Pasadena retiree Paulette Brown received the state-allowed increase of 10% in July, bringing the rent on her two-bedroom apartment to $1,175 a month. Budgeting will be tighter.
“I really can’t afford any mishaps, because I’m not able to save anything,” said the 64-year-old Brown, who lives with her daughter and grandson.
Opponents of the measure, which include the national and state realtors associations, say curtailing rent increases to a fraction of inflation will result in property owners taking rentals off the market and doing minimal maintenance.
“What’s being proposed here is draconian and for the most part landlords who have good tenants aren’t trying to get rid of them,” said Paul Little, president and CEO of the Pasadena Chamber of Commerce.
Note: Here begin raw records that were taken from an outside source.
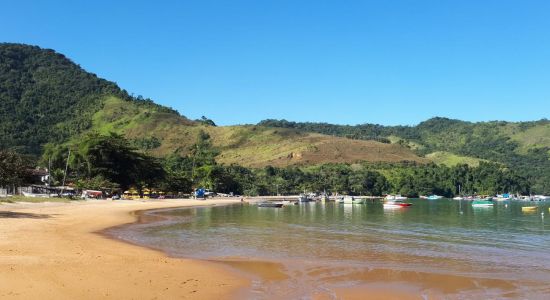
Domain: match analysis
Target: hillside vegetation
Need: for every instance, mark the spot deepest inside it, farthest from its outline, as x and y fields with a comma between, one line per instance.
x=522, y=146
x=50, y=107
x=46, y=98
x=161, y=134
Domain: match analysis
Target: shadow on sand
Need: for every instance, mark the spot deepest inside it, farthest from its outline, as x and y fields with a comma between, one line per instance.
x=16, y=215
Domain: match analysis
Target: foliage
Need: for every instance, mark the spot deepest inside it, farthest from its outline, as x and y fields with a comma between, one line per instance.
x=106, y=161
x=45, y=97
x=461, y=141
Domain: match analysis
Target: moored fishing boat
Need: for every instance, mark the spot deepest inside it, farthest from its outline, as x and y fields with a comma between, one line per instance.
x=396, y=203
x=482, y=203
x=269, y=204
x=529, y=209
x=353, y=200
x=304, y=198
x=395, y=197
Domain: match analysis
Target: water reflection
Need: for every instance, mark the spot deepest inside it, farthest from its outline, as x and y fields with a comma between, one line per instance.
x=431, y=236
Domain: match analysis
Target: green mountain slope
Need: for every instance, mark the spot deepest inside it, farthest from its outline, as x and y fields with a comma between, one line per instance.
x=46, y=98
x=523, y=146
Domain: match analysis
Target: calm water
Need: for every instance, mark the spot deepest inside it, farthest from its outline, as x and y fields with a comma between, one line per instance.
x=442, y=247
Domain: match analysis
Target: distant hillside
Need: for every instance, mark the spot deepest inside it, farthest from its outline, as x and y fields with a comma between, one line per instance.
x=46, y=98
x=524, y=146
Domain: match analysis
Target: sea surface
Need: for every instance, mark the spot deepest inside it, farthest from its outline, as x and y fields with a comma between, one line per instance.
x=433, y=249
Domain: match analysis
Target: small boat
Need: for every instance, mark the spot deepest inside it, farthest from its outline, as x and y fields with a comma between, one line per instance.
x=396, y=203
x=270, y=204
x=304, y=198
x=353, y=200
x=395, y=197
x=529, y=208
x=482, y=203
Michael Wilkerson, senior economist at Portland, Oregon-based ECONorthwest, describes both the California and Oregon state laws as “anti-price gouging” measures aimed at protecting the most vulnerable tenants from exorbitant increases, while encouraging new housing development.
Rent-control policies have been around for decades, put in place after World War II in New York City and elsewhere to combat rising housing prices and again in the 1970s in the Northeast and California. However, the real-estate industry has since succeeded in passing state laws that made it difficult, if not impossible, for many local municipalities to cap rents.
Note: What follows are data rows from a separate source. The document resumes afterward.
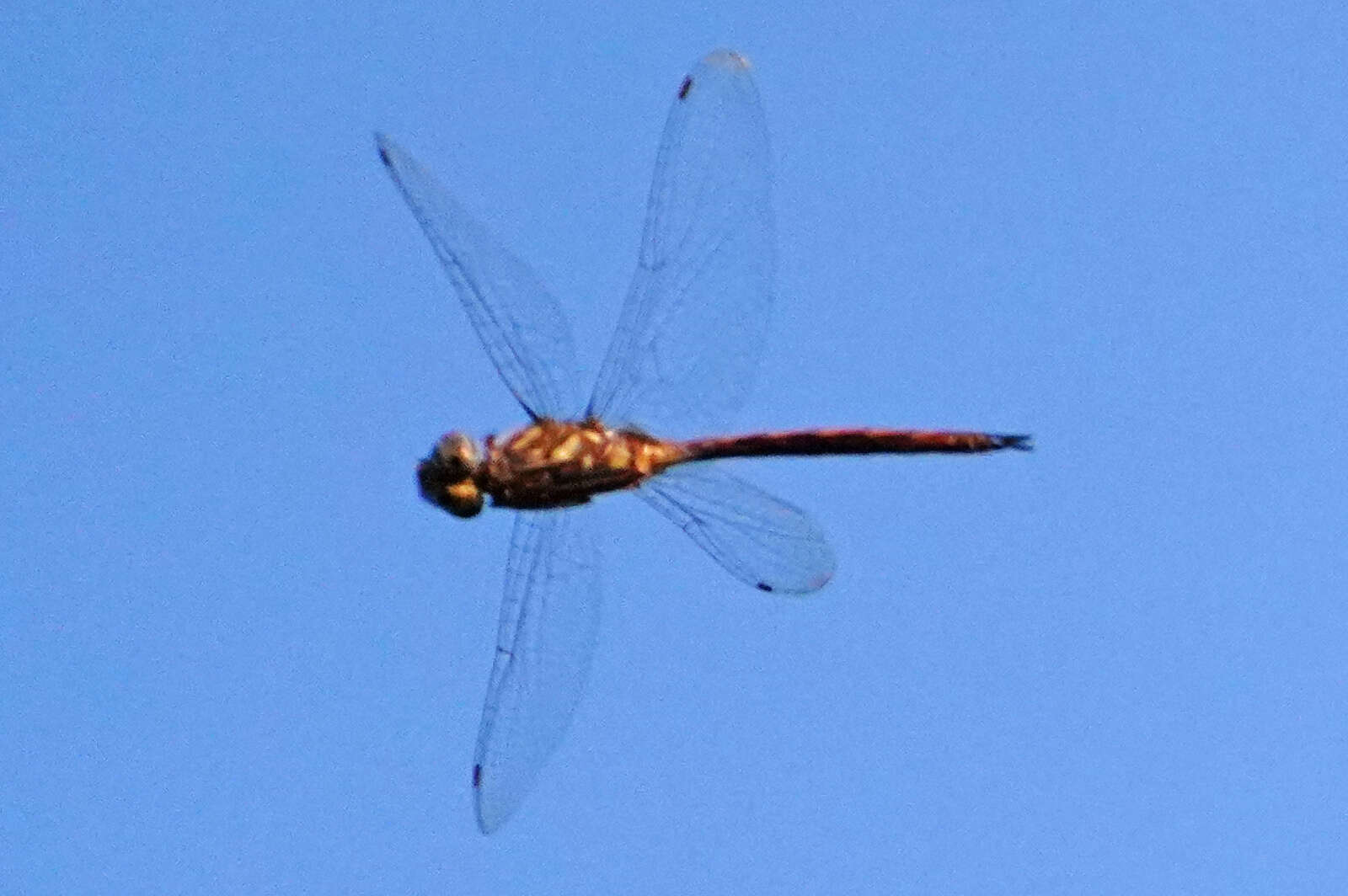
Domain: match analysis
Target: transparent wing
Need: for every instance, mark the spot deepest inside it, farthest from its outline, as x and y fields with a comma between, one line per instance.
x=759, y=539
x=689, y=334
x=543, y=647
x=521, y=325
The data on rent control has been mixed. The policy, according to an Urban Institute report, was found to have reduced rent on covered units in Cambridge, Massachusetts, San Francisco and New York but resulted in no significant decreases in New Jersey cities.
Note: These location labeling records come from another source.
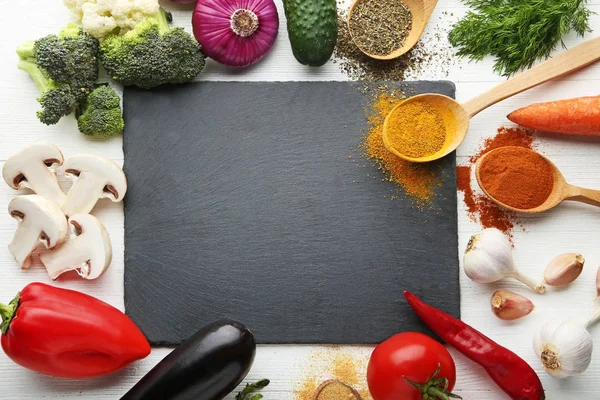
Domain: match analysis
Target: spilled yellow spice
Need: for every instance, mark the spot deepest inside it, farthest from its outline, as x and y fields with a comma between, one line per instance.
x=418, y=181
x=336, y=391
x=334, y=363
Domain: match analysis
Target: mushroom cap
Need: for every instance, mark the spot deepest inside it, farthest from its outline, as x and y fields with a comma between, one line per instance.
x=96, y=246
x=106, y=170
x=13, y=169
x=43, y=214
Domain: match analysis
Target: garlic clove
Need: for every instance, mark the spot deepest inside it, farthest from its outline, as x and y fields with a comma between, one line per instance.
x=564, y=348
x=564, y=269
x=509, y=306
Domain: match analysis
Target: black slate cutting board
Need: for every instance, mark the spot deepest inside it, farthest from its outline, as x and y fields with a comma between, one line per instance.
x=244, y=203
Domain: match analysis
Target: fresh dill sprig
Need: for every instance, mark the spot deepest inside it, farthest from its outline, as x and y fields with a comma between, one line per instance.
x=517, y=32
Some studies, however, have shown that rent control can reduce the number of housing units available and discourage landlords from maintaining them.
Opponents also say rent regulation can scare off developers. St. Paul’s original ordinance, for example, applied to almost all housing and mandated landlords stick to the 3% cap even with new tenants.
Within weeks, council members were hearing from developers who blamed the new law for scuttling housing projects because they lost funding. Building permits issued for new housing through August plummeted 31% from the four-year average.
In response, the city council approved amendments in September to exempt low-income housing as well as new construction for 20 years. It also allows landlords to raise rents 8% plus the consumer price index after a tenant moves out.
Orange County’s ballot measure is up in the air after an appeals court rejected the proposal last week and suggested it won’t be certified even if voters approve it.
The court, which acknowledged the state law “set an extremely high bar” for local governments to pass rent control ordinances, said a consultant hired by the county didn’t identify a housing emergency — a requirement under a 1977 state law preempting local rent control.
The county plans to file a motion for a rehearing and with ballots already out, the Orange County Supervisor of Elections said it has no plans to issue new ones. Supporters of the measure said they will keep campaigning.
For tenants like Jessy Correa, the setback means she faces a 20% rent increase on her three-bedroom apartment in Orlando come January. The 44-year-old mother of six is already struggling to afford the current rent of $2,300.
A recruiter at a faith-based nonprofit, she was hoping the ballot initiative would “bring stability, give us a moment to breathe.” Instead, she is now forced to make difficult choices, like getting another job.
“Where is the American dream of being able to live, to enjoy?” she asked tearfully after learning of the court ruling. “What are we doing? It’s frustrating.”